I'd like to think that he would know that as long as he didn't reject me, I wouldn't really reject him no matter what's going on in his life. Self preservation would be the main thing to make me hate him. But he might not realize that.
Oh well. I have at least four months, probably much longer, before I figure out if I need to try to email him to let him know that I'd like to schedule an appointment when he's able.
Posted by Dinah Seeks Support on March 12, 2014, at 0:43:46
In reply to Re: He's not dying, posted by Willful on March 11, 2014, at 9:51:59
But if a relationship can end that easily, is it actually a real relationship?
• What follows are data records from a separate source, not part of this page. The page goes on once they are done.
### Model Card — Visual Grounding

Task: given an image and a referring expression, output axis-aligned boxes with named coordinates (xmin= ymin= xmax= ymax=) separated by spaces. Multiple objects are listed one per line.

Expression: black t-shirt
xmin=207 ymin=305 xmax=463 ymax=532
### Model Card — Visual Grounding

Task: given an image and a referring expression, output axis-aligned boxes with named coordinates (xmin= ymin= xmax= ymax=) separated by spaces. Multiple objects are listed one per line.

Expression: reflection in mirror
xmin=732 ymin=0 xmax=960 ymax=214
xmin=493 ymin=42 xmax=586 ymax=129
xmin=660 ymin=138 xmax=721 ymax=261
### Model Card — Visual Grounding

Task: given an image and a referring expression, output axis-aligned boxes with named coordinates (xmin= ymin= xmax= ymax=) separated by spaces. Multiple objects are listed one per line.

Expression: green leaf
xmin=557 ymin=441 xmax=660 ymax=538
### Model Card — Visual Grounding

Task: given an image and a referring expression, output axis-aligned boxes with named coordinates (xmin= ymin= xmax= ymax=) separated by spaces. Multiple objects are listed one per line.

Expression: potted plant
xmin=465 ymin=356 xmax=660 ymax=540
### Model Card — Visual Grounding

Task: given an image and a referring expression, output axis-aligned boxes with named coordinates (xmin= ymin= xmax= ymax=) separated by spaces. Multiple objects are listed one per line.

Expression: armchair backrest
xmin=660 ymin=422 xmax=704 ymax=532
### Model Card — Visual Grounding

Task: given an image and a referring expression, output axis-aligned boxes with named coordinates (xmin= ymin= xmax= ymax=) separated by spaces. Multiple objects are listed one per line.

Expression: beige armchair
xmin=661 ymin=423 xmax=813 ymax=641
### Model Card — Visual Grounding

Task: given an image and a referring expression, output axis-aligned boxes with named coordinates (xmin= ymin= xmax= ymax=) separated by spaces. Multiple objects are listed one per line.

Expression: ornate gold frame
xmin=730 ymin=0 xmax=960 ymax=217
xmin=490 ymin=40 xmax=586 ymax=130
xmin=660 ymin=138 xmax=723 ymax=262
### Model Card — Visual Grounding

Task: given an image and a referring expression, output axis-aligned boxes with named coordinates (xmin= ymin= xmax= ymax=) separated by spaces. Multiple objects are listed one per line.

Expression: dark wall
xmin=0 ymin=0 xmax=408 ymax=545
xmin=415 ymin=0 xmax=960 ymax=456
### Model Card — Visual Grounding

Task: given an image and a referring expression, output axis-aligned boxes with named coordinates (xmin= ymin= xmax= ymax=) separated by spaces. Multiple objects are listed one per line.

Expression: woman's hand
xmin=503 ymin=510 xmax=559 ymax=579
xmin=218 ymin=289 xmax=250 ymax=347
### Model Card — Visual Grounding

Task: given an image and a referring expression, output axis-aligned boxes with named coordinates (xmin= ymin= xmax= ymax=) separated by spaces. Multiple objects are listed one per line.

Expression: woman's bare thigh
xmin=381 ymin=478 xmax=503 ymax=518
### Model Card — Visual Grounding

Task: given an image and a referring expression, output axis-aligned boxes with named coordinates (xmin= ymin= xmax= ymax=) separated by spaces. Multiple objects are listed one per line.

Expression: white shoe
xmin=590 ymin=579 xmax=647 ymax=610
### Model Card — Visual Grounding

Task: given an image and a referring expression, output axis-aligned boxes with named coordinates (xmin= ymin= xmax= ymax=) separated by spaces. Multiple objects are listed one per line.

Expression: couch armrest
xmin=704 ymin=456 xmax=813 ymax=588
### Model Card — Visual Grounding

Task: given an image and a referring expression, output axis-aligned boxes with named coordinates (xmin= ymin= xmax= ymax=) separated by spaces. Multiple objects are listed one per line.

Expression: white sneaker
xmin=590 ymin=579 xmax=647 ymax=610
I struggle with that. I really do. People can drift apart or move apart, but that just means they don't see each other often. I retain my good feelings about high school friends. Some I contact now and then. I'm considering facebook to see if I can keep in touch with what's going on with them. Other more casual friends are still very welcome when I happen to run into them.
The relationship doesn't just cut off entirely. There isn't the sense that we're never supposed to contact each other.
How can that really be a real caring relationship?
I veer between just being happy he's not dying, to being shocked that I can't contact him and tell him how happy I am that he's not dying. One moment he seems like someone who was part of my life a long time ago. The next minute I'm shaking and trying not to howl at the unfairness. One moment I'm feeling sorry for him, the next I am just totally baffled as to how this could happen.
It's more complicated, somehow, than traditional mourning.
Posted by Dinah Seeks Support on March 12, 2014, at 0:49:17
In reply to Re: He's not dying, posted by Dr. Bob on March 11, 2014, at 9:56:32
If you're actually here for me, can you possibly explain to me how this could happen? How can someone who loved me as a therapy-daughter let this happen? Even if he isn't able to contact me, isn't it possible for him to have someone else contact me for him?
Is it just because I'm no longer useful to him? Does caring depend on usefulness?
Posted by Dinah Seeks Support on March 12, 2014, at 0:51:28
In reply to Re: He's not dying » Dr. Bob, posted by Dinah Seeks Support on March 12, 2014, at 0:49:17
Even if it's beyond his control, it hurts so much.